4.0 Metric for recommending business opportunities

The first part of our metric was to extract the 50 most popular venues, and evaluate their average rank within each postal code area. The results of this analysis is presented in the below data table.

Table: Top performing venues’ average rank per postal area (lower average rank = better)

As can be seen from the table, the most popular venues can be found within the postal code 89101, which significantly outperforms the rest of the postal code areas. Furthermore, we observe it has a high sample (13 venues) size compared to our dataset (of 50 venues), which indicates the average is not skewed by outliers.

In terms of venue popularity, we observe this postal area has a prevalence towards Pizza Place restaurants, of which there are 3 (out of 13). Although this is not a significant sample size, it may still indicate that Pizza Places within this postal code might be linked towards high popularity.

Looking at the rest of the postal codes in the results, we can see that the average rank of 89102 is also quite high, and also has a significant number of venues within the dataset. In this postal code, there is a prevalence of Breakfast Spot, of which there are 3 venues (out of 18).

Given the remainder of the postal areas, we observe they neither match the popularity of the first two, nor do they have as many venues.

We can also illustrate this graphically as per below, where we display the average rank per Postal Area, and include the most prevalent restaurant venue per area.

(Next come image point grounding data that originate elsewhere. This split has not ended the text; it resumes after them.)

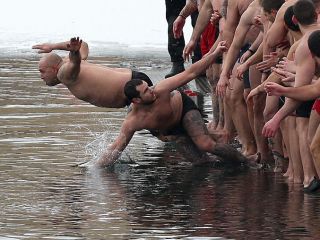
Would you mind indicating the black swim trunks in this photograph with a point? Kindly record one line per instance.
(246, 80)
(304, 110)
(187, 105)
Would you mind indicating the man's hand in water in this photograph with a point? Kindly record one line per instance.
(74, 45)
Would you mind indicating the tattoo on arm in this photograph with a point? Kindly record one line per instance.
(224, 9)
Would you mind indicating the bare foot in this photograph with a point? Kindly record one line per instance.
(254, 158)
(211, 126)
(220, 136)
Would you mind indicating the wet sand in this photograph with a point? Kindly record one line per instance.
(45, 131)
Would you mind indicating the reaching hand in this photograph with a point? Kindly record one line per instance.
(241, 70)
(258, 22)
(215, 17)
(274, 89)
(221, 47)
(187, 51)
(284, 75)
(178, 27)
(222, 85)
(43, 48)
(287, 65)
(270, 128)
(74, 45)
(253, 93)
(245, 56)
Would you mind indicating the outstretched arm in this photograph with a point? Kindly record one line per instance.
(48, 47)
(305, 72)
(303, 93)
(172, 83)
(70, 70)
(202, 21)
(178, 24)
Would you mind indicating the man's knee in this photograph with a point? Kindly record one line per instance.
(314, 148)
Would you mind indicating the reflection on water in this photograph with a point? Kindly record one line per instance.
(45, 132)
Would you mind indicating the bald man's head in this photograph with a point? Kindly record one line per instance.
(49, 67)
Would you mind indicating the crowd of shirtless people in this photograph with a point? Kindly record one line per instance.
(263, 70)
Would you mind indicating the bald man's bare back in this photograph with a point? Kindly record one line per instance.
(99, 85)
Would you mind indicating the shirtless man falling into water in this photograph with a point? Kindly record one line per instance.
(163, 110)
(96, 84)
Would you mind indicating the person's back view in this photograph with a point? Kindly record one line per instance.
(176, 46)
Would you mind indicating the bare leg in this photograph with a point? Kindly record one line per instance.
(240, 117)
(313, 138)
(196, 129)
(271, 107)
(294, 153)
(212, 74)
(315, 149)
(306, 158)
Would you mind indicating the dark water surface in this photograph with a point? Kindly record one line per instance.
(45, 132)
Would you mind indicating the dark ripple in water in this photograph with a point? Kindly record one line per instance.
(45, 131)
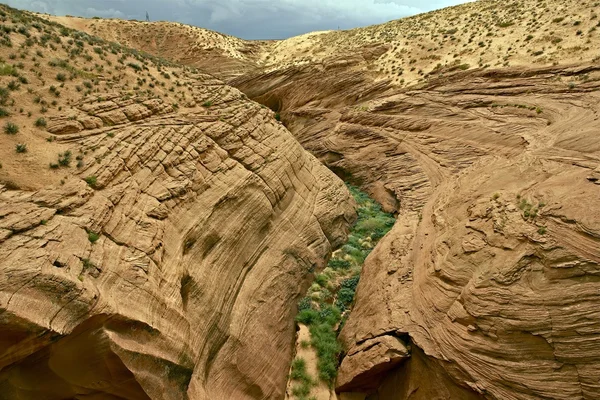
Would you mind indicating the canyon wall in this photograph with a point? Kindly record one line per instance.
(174, 272)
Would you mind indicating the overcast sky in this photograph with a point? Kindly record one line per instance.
(248, 19)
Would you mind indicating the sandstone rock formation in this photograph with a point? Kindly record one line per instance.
(487, 286)
(168, 263)
(208, 228)
(494, 249)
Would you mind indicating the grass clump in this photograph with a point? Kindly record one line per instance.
(303, 381)
(64, 159)
(93, 237)
(40, 122)
(11, 128)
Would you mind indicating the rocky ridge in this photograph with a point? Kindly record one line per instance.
(167, 263)
(486, 286)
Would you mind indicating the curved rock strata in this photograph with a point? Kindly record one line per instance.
(174, 271)
(489, 274)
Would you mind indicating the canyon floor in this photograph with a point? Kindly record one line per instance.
(169, 196)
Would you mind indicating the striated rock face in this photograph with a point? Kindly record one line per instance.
(173, 273)
(489, 275)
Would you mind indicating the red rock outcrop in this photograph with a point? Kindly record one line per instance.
(174, 271)
(489, 275)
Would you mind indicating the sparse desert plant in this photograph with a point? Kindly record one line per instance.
(64, 159)
(11, 128)
(40, 122)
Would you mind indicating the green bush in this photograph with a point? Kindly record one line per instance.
(345, 297)
(324, 341)
(8, 70)
(322, 280)
(305, 304)
(64, 159)
(307, 316)
(336, 263)
(11, 129)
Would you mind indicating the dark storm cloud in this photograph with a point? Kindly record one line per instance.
(249, 19)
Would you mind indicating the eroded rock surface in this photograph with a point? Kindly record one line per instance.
(490, 269)
(174, 271)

Given the above, we further wanted to investigate the features of the restaurants in the most popular area — in this case postal code 89101.

Table: Results of Most Popular Postal Code 89101

As we can see from the above, all the venues have a very high mean rank: Of the entire dataset (ranked from 1 to 239), the venues above all have a mean rank of less than 10. In terms of popularity, these are the top 3.8% performing restaurants in Las Vegas.

We can further observe these have a mean price category that is relatively low; most of them within the range of 1–2.5 price ranges.

As far as the venue categories go, we observe we have quite a few different restaurant types in this area, making it hard to conclude strongly one way or another. However, few-to-none of these are niche types of venues, which might indicate a predilection towards more mainstream type of restaurant categories.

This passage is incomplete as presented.